The other other Benedict Cumberbatch movie of the fall season, The Electrical Life of Louis Wain, is perhaps the kind of film we might have expected from the star a decade ago. Here he stars as the titular famed artist in the kind of flowery biopic crafted with an aesthetic just left of center, the kind that has influences from Tim Burton to Julie Taymor to Richard Attenborough. It is the sophomore feature directing effort of Will Sharpe (also sharing screenwriting duties with Simon Stephenson), who brings a great deal of stylish panache to the proceedings. But in capturing a turbulent life, Sharpe delivers an uneven biopic.

Famous for his luminescent paintings of cats filled with wild personality, Wain initially struggled as an artist to support his sisters before rising in society as a global popular artist. Formatively for the film, we see Wain connect with his great love Emily Richardson (Claire Foy), drawing inspiration from their short-lived relationship well past her untimely death. In addition to this early tragedy, Wain’s life was marred by poverty and poor mental health, resulting in later institutionalization during a time when science had not developed more holistic modes of treatment. With sweet and whimsical narration from Olivia Colman and flashes of kaleidoscopic, hallucinogenic imagery, The Electrical Life of Louis Wain is tender but ultimately unaffecting.

Much of the film rests on its star’s shoulders. Cumberbatch is working in territory we have seen him play in before with frequency, and he doesn’t present new shades with his performance here. But his work as Wain is still admirable, perhaps the most cohesive handler of the film’s competing textures with a performance able to package Wain’s psychosis, genius, and compassion all into a fully formed character. What Cumberbatch lacks in surprise, he offers in humble totality, a Wain that exists beyond the confines of a greatest hits storytelling of a noteworthy historic figure.

What begins as an arch and oddball portrait of an artist eventually devolves into gloopy biopic movements as Wain’s life enters more tragic terrain. The film is most enjoyable when goofy, even if it rings of try-hard tactics and doesn’t fully integrate its elements when leaning in to this vibe. But it’s easy to take it for such compared to the Finding Neverland-esque maudlin notes it strikes in its second and third acts. Sharpe simply doesn’t find the balance between his subject’s upbeat eccentricity and his heartbreaking circumstance, leading to a film that begs for more of the messy fun to be imbued into its less successful saccharine passages.

The sum of The Electrical Life of Louis Wain’s parts amounts to a largely less vibrant and idiosyncratic depiction of the artist than suits his work.
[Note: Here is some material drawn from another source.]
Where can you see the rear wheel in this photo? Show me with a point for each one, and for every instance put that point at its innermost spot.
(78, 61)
The film is attempting to cram an awful lot of life into two hours and the result is similar to what befalls other biopics with even less peculiar subjects: breadth, but at the cost of halting disconnected tones and sacrificed point of view. Elsewhere, performances by Andrea Riseborough and Hayley Squires impress in limited screentime, both performers embodying the film’s broad comedy and human tragedy respectively. It is at times a diverting biopic, but one that one fleetingly serves the man at its center, with not enough ideas about the context of the time in which he lived.